J'avouerai, avec lui, qu'un poème qui embrasse plusieurs actions, ne laisse pas d'être un poème; mais la question est de savoir si ce poème est bien composé: or, quelques beautés qu'il puisse avoir d'ailleurs, quelques succès qu'elles obtiennent, il est certain que la duplicité, la multiplicité d'action divise l'intérêt et par conséquent l'affaiblit.
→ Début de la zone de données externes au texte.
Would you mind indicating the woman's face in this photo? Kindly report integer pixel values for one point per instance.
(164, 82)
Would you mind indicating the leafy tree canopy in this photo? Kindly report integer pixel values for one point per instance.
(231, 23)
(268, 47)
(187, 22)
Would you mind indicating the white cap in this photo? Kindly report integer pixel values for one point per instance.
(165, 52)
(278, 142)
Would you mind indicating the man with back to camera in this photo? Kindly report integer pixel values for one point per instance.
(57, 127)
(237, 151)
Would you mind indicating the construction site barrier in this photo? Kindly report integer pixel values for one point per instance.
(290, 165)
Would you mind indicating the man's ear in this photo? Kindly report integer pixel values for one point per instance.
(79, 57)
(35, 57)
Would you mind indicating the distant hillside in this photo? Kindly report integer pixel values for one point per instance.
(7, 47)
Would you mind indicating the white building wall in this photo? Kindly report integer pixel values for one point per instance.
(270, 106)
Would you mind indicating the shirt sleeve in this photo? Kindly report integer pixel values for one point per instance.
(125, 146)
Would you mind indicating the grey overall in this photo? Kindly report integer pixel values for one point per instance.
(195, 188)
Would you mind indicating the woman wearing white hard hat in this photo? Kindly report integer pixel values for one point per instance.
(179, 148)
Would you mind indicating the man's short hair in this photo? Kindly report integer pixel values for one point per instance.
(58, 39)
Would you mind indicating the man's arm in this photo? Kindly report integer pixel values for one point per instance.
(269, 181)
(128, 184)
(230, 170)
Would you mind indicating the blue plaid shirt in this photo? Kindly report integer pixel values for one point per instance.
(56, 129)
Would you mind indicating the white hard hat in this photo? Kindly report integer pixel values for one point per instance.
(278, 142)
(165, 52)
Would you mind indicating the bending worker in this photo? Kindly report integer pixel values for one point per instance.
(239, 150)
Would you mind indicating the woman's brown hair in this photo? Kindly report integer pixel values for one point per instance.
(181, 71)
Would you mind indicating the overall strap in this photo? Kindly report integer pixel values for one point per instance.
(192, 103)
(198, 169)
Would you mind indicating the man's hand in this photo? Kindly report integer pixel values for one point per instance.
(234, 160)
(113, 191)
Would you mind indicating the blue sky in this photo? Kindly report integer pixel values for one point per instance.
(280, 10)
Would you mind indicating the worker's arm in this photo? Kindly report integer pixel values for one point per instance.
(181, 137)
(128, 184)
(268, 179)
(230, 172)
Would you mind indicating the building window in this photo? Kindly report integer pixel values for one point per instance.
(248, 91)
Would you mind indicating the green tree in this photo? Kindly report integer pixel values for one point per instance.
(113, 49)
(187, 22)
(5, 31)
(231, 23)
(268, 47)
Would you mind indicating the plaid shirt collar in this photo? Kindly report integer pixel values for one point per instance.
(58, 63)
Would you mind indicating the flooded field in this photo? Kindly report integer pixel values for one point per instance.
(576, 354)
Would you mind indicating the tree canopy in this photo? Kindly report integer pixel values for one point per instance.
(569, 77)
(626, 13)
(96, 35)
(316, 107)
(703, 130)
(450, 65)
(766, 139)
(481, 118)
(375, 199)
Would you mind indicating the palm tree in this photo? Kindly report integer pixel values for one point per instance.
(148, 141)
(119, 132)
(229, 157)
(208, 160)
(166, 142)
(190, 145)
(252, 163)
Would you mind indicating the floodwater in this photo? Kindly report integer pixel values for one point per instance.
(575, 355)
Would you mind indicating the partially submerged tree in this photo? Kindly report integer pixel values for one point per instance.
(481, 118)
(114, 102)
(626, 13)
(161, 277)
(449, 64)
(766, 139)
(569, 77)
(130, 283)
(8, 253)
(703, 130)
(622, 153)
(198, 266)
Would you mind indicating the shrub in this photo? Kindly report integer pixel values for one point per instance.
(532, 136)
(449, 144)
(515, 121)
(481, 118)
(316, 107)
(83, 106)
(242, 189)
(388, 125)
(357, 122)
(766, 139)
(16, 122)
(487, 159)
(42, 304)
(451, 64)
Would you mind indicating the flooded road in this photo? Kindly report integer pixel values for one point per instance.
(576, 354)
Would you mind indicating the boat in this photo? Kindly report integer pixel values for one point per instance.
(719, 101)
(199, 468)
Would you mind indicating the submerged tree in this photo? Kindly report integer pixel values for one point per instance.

La Motte prétend que, dans l'épopée, l'unité des personnages supplée à l'unité d'action, et qu'elle suffit à l'intérêt de l'épopée. Distinguons, pour plus de clarté, dans l'intérêt même de l'action, l'unité collective et l'unité progressive. L'unité collective consiste à réunir tous les vœux en un point, et à décider dans l'ame du lecteur ou du spectateur ce qu'il doit désirer ou craindre. Toutes les fois qu'on nous présente des hommes opposés d'intérêts, dont les succès sont incompatibles, et dont l'un ne peut être heureux que par la perte ou le malheur de l'autre, notre cœur choisit, de lui-même et sans le secours de la réflexion, celui dont la bonté ou la vertu est le plus digne de nous attacher; et nous nous mettons à sa place. Dès lors tout ce qui le touche nous est personnel; notre ame passe dans la sienne : voilà l'intérêt décidé. Si les deux partis opposés nous présentent des personnages intéressants, et qui balancent notre affection; ou le bonheur de l'un est incompatible avec celui de l'autre, ou ils peuvent se concilier. Dans le premier cas, l'intérêt se partage et s'affaiblit dans ses alternatives; dans le second, notre inclination prend une direction moyenne, et se termine au point où les deux partis peuvent enfin se réunir. Le poète doit avoir grand soin de rendre ce point de réunion sensible; c'est de là que dépend la décision de nos voeux, et ce qu'on appelle unité d'intérêt. Enfin si les partis oppo

sés nous sont odieux ou indifférents l'un et l'autre, nous les livrons à eux-mêmes, sans nous attacher à leur sort; c'est la guerre des vautours; alors il n'y a d'autre intérêt que celui de la curiosité, qui se réduit à peu de chose. Il s'ensuit que, dans toute composition intéressante, il doit y avoir au moins un parti fait pour gagner notre bienveillance; mais qu'il n'y ait dans ce parti qu'une seule personne, ou qu'il y en ait mille, cela est égal; l'unité de vœu fera l'unité d'intérêt, et c'est l'unité collective.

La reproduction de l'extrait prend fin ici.